Madencilik gibi çevreye zararlı olabilecek işleri yürüten şirketlerin yerel toplumun desteğini kazanmak için sıkça kullandıkları argümanlardan bir tanesini bölgede istihdam yaratmak oluşturur. Yöre halkı içinde bu işletmenin çevreye zarar vereceği gerekçesi ile itirazını dile getirenler olduğunda, bölgede işletme kapsamında işe alınacak kişilerden söz açılır. Bu şekilde ekonomik ve sosyal kalkınma ile çevreye verilecek olası zarar arasında bir karşılaştırma yapılmış olur. Dahası bu ikisi arasında kaçınılmaz bir rekabet olduğundan dem vurularak, ekonomik ve sosyal kalkınma hedefleniyorsa bunun bedelsiz olamayacağı var sayılır. Bu şekilde yöre halkından bazılarının ikna edilebildiği görülür. Hatta İzmir-Bergama'da altın madenciliği yapan işletmenin yaptığı gibi, madencilik karşıtı toplantı maden işçilerine bastırtılır. Madende örgülü sendikanın da desteğiyle işçiler bölgedeki geri teknoloji ile yürütülecek madencilik faaliyeti yanlısı kampanyanın birer aktivisti olarak öne sürülürler. İdi...Temmuz 2011'de Kütahya'da yaşanan olaya kadar.

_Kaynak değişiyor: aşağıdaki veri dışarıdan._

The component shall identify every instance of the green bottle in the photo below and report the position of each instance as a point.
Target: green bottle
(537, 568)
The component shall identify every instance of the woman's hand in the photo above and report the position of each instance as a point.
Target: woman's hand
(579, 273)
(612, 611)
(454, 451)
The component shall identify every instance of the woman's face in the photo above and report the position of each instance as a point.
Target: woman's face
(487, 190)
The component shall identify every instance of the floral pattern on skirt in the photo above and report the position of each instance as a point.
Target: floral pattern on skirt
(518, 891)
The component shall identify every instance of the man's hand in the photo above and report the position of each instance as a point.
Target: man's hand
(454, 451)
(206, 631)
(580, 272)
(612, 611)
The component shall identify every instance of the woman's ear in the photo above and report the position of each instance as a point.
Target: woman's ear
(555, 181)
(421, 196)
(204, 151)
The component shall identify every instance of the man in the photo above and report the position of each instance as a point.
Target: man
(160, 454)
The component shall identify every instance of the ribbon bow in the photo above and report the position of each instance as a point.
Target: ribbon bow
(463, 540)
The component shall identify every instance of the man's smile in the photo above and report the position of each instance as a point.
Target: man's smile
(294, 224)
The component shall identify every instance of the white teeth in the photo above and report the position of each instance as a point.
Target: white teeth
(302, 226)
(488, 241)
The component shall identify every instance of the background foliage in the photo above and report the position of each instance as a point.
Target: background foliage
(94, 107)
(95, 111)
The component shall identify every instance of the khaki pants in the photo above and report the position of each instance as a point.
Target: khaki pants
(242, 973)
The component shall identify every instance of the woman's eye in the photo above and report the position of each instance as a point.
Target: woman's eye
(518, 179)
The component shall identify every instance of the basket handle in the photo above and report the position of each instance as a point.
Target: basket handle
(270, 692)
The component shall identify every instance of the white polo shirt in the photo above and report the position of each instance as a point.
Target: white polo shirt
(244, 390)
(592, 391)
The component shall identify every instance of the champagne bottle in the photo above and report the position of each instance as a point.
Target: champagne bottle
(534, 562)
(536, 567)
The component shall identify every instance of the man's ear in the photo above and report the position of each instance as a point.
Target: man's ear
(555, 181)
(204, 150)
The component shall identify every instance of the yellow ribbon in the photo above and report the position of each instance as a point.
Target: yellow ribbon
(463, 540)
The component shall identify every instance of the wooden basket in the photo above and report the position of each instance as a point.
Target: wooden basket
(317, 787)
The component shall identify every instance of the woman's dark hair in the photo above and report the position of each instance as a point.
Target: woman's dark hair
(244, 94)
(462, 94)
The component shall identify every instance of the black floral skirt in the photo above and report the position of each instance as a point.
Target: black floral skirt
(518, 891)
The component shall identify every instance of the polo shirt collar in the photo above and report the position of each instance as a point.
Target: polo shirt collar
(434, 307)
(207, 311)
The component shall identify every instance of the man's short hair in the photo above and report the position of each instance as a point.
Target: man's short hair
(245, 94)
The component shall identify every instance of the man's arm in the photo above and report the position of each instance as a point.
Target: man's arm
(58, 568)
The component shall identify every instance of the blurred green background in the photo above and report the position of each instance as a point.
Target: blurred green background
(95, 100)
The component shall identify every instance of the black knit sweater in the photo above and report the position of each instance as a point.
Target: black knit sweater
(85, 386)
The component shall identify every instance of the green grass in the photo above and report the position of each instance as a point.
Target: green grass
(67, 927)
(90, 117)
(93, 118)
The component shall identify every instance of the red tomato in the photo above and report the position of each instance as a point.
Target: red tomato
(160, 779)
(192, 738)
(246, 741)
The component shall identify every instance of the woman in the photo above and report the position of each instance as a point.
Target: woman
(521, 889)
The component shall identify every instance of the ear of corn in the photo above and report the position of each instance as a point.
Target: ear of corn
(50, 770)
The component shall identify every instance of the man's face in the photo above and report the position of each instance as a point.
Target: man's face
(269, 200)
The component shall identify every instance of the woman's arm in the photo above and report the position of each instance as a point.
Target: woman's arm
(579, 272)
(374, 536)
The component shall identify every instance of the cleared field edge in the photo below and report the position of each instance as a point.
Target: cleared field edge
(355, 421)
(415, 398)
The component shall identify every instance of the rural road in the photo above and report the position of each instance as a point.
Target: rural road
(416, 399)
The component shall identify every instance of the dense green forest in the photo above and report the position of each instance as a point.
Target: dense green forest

(28.07.2011 tarihli Evrensel gazetesi)
Kütahya'da çevre kirliliğinin ardından işçilerin de madendeki çevre kirliliğinden zehirlendiği ortaya çıkmış bulunuyor. 28.07.2011 tarihli Evrensel gazetesinin haberine göre Kütahya'da önce çevresel zehirlenme hayvanlar ölmeye başladı, sonra köylüler zehirlendi; şimdi de Eti Gümüş’te çalışan işçilerde sınır değerin üzerinde siyanür çıktı. İşçiler apar topar Ankara’da bulunan Meslek Hastalıkları Hastanesi’nde tedavi altına alındı. Özel bir laboratuvara yaptırılan kontrolde, Eti Gümüş A.Ş’de çalışan 65 işçide, sınır değerin üzerinde ağır metal kirliliğine rastlandı. Ankara Meslek Hastalıkları Hastanesine sevk edilen işçilerin idrar ve kanında kurşun, arsenik, kadmiyum ve civa gibi ağır metaller bulundu.
Bu şekilde işçilerin bireysel ve kısa erimli çıkarlarıyla toplumun çıkarları arasında uyuşmazlık ve rekabet olarak tarif edilen farklılığın da bir yanılsamadan ibaret olduğu ortaya çıkmış oldu. Peki doğa ve inasana yönelik yaşanan bu tahribatın sorumluluğunu kim üstlenecek. Madencilik faaliyeti öncesi çevresel risklerin kontrolüne yönelik gerekli yasal düzenlemeyi yapmayan yasa yapıcılar mı? Yürürlükteki yasal düzenlemelere göre gerekli denetimi yapmayan yerel yetkililer mi? Yerel ve merkezi yönetim organlarının çalışmalarını kamu adına denetleyemeyen bağımsız kuruluşlar mı? Kaz gelmeyecek yerden, tavuğu da esirgemeyenler korosu mu?